Even though summer is well underway, Iqaluit City Council members agree that too much trash remains strewn around streets, public spaces, commercial and industrial areas in the city.
Council grappled with the perennial issue again at its regular meeting June 25, and found an answer to areas that lie within its control — streets and public spaces — thanks to a $30,000 gift it received in April from the Northmart store and forgot about until now.
After talking about how to deal with refuse around rented housing and on commercial and industrial lots, which are the responsibility of companies and private owners, council refocused its attention on public spaces.
Deputy mayor Mary Wilman, who chaired the meeting, said garbage clean-up must cover the entire city, and asked how the Iqaluit Housing Authority and businesses can be brought into the effort.
“It’s an eyesore to our community,” she said.
“We should think of it as our civic duty. We as the city should be in the forefront of clean-up efforts.”
“I wholeheartedly agree with you,” said Coun.

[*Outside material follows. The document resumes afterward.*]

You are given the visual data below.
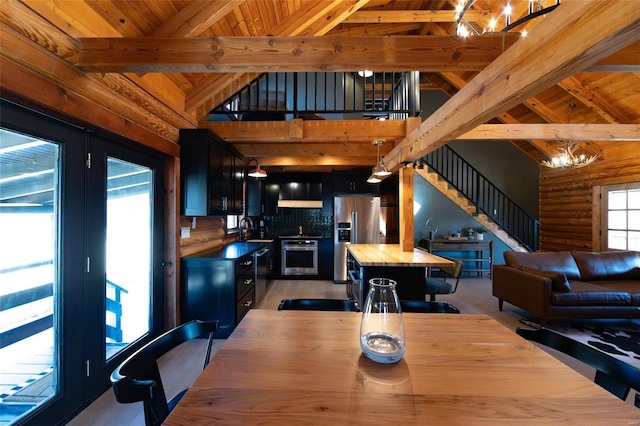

Kenny Bell. “But we have to care for our own properties, and currently, a lot of our properties are in disarray.
“I would suggest that we start by directing our staff to clean up our own properties,” he said, and suggested notifying private businesses and housing agencies who have not removed trash from their properties.
Coun. Terry Dobbin reminded council of a $30,000 fund the Northmart store gave the city as part of its “Greener Tomorrow” program for use in clean-up or other environmental initiatives.
Greener Tomorrow funds were collected from the sale of plastic bags at Northern and Northmart stores.
Granted to the city in a low-key ceremony at the Northmart store in April, the fund seemed all but forgotten until Dobbin brought it up.
“I don’t know if administration has spent it yet,” said Dobbin. “Why not just hire a group of kids, give them a stick with a hook [to pick up trash] and spend that $30,000.”
Other councillors suggested putting prison inmates to work on clean-up efforts.
But Coun. Simon Nattaq questioned whether the city should be responsible for funding inmates’ work, when younger people of the community could benefit from the pay.
Council agreed to commit the Northmart fund to the work of both students and low-risk inmates from the Baffin Correctional Centre.
Details on whether both or one of the two would carry out the work remain to be decided. Students’ work would be carried out through public works.